While we congratulate the players and coaching group for staying focused, we should not forget the creditors affected by the club's financial plight before January 6. Most are fans, as well as partners in business, and the code can ill-afford to turn its back on those whose faith and patience has lead to considerable strain on businesses and livelihoods.
It also sheds light on the departure of Carl Robinson and Kenny Miller. Not just because they were owed wages - that was the worst kept secret - but because the prospect of building and improving the team would in their eyes have had a big shadow cast over it due to lack of resources.
That two people with skin in the game choose to move on surely highlights the difficulty the new management group faces in attracting new owners, sponsors and quality players. That in turn raises questions about long-term viability. A snowball effect.

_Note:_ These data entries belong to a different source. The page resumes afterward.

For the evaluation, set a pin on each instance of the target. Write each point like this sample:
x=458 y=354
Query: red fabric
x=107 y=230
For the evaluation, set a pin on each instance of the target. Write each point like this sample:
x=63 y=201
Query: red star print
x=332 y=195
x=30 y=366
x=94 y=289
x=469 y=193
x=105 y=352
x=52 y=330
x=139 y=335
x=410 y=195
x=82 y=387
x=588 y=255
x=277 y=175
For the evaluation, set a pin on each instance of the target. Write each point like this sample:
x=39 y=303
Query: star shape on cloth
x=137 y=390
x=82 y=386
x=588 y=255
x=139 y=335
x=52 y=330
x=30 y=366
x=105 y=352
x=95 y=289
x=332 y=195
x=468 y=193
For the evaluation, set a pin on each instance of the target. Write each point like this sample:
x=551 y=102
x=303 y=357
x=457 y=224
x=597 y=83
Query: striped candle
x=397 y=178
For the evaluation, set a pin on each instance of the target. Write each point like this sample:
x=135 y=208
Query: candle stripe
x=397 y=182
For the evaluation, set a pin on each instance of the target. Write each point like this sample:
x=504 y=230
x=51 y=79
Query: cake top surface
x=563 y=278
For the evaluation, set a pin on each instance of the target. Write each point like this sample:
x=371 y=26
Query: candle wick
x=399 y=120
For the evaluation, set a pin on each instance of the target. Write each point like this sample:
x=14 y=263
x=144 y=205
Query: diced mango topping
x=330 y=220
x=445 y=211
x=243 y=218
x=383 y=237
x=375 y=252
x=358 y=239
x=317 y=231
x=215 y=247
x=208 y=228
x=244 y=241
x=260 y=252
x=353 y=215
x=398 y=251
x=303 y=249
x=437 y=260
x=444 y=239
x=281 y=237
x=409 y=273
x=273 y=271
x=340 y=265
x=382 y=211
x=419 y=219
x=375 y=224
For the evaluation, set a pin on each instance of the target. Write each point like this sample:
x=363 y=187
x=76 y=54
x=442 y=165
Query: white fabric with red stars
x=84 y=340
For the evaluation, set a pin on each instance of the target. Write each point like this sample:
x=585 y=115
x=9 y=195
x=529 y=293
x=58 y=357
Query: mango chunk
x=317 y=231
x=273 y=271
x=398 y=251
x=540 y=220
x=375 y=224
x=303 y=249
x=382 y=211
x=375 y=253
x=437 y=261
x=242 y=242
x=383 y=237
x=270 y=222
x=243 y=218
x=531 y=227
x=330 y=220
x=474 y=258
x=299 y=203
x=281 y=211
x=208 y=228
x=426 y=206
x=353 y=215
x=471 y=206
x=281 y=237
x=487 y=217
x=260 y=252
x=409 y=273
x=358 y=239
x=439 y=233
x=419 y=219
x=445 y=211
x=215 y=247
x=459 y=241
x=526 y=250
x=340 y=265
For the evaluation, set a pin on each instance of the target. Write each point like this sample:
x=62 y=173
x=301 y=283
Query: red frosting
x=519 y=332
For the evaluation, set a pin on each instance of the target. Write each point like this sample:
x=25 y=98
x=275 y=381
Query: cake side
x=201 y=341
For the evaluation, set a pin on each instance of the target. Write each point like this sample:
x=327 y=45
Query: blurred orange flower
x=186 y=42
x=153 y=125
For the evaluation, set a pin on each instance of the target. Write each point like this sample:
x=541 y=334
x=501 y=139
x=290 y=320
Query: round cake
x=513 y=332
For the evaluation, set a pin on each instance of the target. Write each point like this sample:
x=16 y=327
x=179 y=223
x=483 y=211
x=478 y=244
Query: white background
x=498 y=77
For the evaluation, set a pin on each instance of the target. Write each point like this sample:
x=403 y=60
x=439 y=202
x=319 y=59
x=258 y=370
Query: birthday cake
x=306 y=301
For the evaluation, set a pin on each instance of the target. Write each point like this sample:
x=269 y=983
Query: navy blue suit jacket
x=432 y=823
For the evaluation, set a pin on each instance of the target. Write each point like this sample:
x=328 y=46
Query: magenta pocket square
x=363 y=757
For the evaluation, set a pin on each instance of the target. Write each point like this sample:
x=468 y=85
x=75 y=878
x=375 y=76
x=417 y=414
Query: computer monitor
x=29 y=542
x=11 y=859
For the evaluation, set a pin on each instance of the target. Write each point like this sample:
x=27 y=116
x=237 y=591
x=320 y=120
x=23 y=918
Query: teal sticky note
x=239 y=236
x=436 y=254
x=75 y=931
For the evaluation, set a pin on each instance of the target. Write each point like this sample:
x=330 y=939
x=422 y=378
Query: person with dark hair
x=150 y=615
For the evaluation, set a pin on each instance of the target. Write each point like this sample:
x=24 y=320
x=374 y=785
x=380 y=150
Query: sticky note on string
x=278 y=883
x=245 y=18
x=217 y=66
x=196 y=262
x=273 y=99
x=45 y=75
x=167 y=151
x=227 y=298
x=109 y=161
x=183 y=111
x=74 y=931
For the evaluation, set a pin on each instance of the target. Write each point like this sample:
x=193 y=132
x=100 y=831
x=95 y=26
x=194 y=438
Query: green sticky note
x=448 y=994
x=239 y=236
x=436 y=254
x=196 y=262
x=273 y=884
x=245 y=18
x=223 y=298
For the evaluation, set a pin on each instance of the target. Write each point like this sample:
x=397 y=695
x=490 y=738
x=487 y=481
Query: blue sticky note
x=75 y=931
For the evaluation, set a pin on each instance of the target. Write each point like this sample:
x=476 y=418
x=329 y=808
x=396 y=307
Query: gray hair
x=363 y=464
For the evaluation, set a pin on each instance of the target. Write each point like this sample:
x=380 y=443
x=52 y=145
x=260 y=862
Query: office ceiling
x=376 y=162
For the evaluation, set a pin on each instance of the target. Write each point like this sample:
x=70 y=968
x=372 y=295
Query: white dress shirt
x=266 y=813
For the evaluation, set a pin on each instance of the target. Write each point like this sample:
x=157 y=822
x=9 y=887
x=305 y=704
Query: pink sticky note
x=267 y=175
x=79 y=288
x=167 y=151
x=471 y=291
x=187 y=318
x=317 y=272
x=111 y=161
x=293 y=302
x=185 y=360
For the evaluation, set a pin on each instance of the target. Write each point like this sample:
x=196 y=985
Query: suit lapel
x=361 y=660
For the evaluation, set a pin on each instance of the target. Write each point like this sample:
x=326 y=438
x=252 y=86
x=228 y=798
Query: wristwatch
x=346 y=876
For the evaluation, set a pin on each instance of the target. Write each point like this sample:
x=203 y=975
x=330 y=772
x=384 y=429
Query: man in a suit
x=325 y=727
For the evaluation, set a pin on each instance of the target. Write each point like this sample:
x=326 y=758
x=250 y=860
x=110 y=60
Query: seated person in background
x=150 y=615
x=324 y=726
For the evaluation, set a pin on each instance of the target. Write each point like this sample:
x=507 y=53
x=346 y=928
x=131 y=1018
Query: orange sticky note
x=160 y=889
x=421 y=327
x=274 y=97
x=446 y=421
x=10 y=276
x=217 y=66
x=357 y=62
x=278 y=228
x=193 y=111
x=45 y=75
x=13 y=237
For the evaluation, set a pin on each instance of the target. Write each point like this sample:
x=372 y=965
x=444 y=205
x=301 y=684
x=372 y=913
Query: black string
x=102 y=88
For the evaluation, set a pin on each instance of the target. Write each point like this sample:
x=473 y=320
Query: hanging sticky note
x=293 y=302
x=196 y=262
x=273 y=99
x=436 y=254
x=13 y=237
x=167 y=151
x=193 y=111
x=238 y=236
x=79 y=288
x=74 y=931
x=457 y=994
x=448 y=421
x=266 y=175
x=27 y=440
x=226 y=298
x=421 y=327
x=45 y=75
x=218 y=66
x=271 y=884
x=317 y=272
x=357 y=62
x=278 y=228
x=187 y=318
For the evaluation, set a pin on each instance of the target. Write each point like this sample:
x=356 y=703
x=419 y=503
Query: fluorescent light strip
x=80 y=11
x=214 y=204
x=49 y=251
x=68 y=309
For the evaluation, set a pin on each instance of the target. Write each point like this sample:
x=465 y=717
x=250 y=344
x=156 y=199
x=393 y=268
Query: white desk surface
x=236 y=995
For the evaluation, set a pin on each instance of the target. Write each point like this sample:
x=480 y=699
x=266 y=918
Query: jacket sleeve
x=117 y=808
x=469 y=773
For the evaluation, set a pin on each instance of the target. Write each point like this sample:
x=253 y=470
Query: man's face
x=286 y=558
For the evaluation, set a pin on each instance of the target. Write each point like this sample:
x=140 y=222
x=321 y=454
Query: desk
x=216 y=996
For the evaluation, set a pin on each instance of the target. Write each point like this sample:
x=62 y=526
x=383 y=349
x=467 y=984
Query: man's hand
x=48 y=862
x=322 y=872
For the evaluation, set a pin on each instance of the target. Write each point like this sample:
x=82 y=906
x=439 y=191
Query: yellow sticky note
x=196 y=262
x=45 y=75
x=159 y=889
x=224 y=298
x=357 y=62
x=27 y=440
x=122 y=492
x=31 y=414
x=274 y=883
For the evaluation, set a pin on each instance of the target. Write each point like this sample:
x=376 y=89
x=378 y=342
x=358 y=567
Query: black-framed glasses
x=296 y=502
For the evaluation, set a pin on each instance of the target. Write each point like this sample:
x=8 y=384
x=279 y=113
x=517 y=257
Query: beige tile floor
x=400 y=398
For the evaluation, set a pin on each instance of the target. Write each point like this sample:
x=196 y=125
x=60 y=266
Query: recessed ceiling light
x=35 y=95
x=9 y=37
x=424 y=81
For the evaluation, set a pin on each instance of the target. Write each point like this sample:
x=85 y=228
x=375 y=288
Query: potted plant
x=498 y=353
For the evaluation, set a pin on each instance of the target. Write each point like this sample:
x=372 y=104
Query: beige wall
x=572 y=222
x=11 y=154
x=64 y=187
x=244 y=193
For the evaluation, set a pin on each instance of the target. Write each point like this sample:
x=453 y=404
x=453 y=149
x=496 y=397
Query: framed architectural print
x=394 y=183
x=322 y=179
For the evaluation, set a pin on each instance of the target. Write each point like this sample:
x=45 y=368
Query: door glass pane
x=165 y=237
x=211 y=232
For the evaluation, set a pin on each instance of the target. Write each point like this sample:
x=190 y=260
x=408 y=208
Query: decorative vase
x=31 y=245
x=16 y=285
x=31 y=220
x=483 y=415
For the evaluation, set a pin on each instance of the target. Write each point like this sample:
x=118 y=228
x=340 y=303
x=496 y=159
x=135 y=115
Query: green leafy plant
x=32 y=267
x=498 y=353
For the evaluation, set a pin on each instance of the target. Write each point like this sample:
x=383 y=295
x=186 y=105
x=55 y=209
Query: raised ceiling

On the pitch, improved results, clean sheets and growing confidence provides a welcome snowball effect and gives us the good component. The Jets are unbeaten in five games and deserved their win over Melbourne Victory. They seldom looked troubled at AAMI Park and climbed into the top six.
This is not a vintage Victory side by any means but that's not Newcastle's problem. A solid defence provided the foundation for good expansive football and an excellent team goal, finished by Angus Thurgate in his 50th A- League appearance. Three points well deserved.
I'm not sure you could say the same about Adelaide on Friday night, who benefited from three awful penalty awards at the expense of a Mariners team who behaved with remarkable self restraint or showed they are a little too nice to be genuine title contenders. I'm not sure where I sit on that one, but I do know that most successful teams I have watched, or been a part of, would have used overt physicality or psychological pressure to change what was happening on the pitch.
The Mariners got rorted, not deliberately, but by a disastrous string of decisions, VAR protocol breaches, VAR choices that are weighted to favour backing decisions that are hasty or unnecessary through the old "not clear and obvious" bailout option.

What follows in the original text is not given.